The best model I've seen which describes what is necessary to maintain adaptiveness is Stafford Beer's Viable Systems Model. It also does wonderfully at discussing what is necessary from a partitioning sense. If the organization is partitioned into discrete operations, which are in a sense, mini-companies (holographic mappings of all five critical system functions in Beer's VSM sense), then it is far more adaptive than a partitioning involving specialized parts. An organization decomposed into specialized parts often ends up looking like Gareth Morgan's "organization as machine" type metaphor (Images of Organization, 1986). In this instance, when encountering a new problem, organizations structured like machines (we call them bureaucracies) won't reorganize to accomodate the change, they will simply add a new function on to handle the new change (they don't redesign the carborator when needing to run cleaner, they just stick an emissions system on). After a system like this has been in existence for a while, as Kenneth Boulding would say, "Things are the way they are because they got that way." All sorts of tacit responsibilities emerge, and the structure starts to look very different from anything resembling clear business purposes.
Unfortunately, in looking at the Federal Govt (the beginning of our tweets), the Federal Govt's partitioning is largely determined by statute (not political influence). In DoD where I spend most of my time, when a new statute is enacted by congress -say to fix some issue in acquisition, DoD responds by adding new directorates to handle the new requirements. Unfortunately, most new requirements overlap with many existing requirements. To handle the overlapping requirements, everyone engages in "coordination" processes prior to making any departmental position. This coordination process gets more and more convoluted, with very little opportunity for improvement. In the two other agencies I've worked for the same dynamic exists. Simply put, this problem is cannot be solved merely by conducting a thorough business analysis. The amount of dollars spent on architectures to do just that, while they have been an incredible boon to govt contractors (I would call them the ultimate in middle class welfare projects), they have done scant little in addressing the partitioning problem.
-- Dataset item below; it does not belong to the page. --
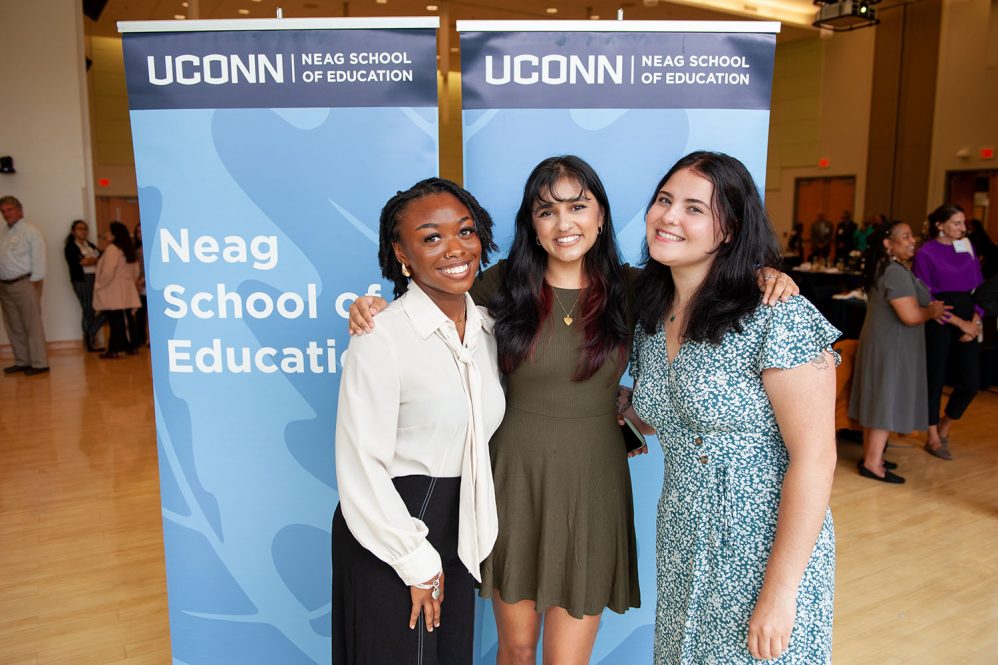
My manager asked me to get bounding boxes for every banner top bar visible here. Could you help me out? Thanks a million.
[456,20,780,33]
[118,16,440,33]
This behavior is in fact far more the norm with large scale systems than the exception. Your point, I think, is that it is possible for large scale organizations to be adaptive - I agree that its possible, it just doesn't happen all that often. The concern all of us working on the Gov20 stuff have is how we get these truly breakthrough technologies to make a difference when the organization itself is not agile. A systems person would say that the key is to find the leverage points which have the ability to transform existing systems. This, I think, is a far better approach for transforming the Federal govt than a business analysis. The two that immediately come to mind is to imbed the notion that "Access Replaces Reporting" - meaning we need to start providing access to the working files vice engaging in detailed reporting processes that traverse up and down the heirarchy. The second thought is to start instilling informal comunications over formal ones - again, this provides a clear break from the ossified formal communication channels that characterize govt communication today.
On wikipedia the other day I stumbled upon something called the OBASHI methodology and its associated Business and IT diagrams. Have you heard of this and/or used this? Would it solve any of the points you raise?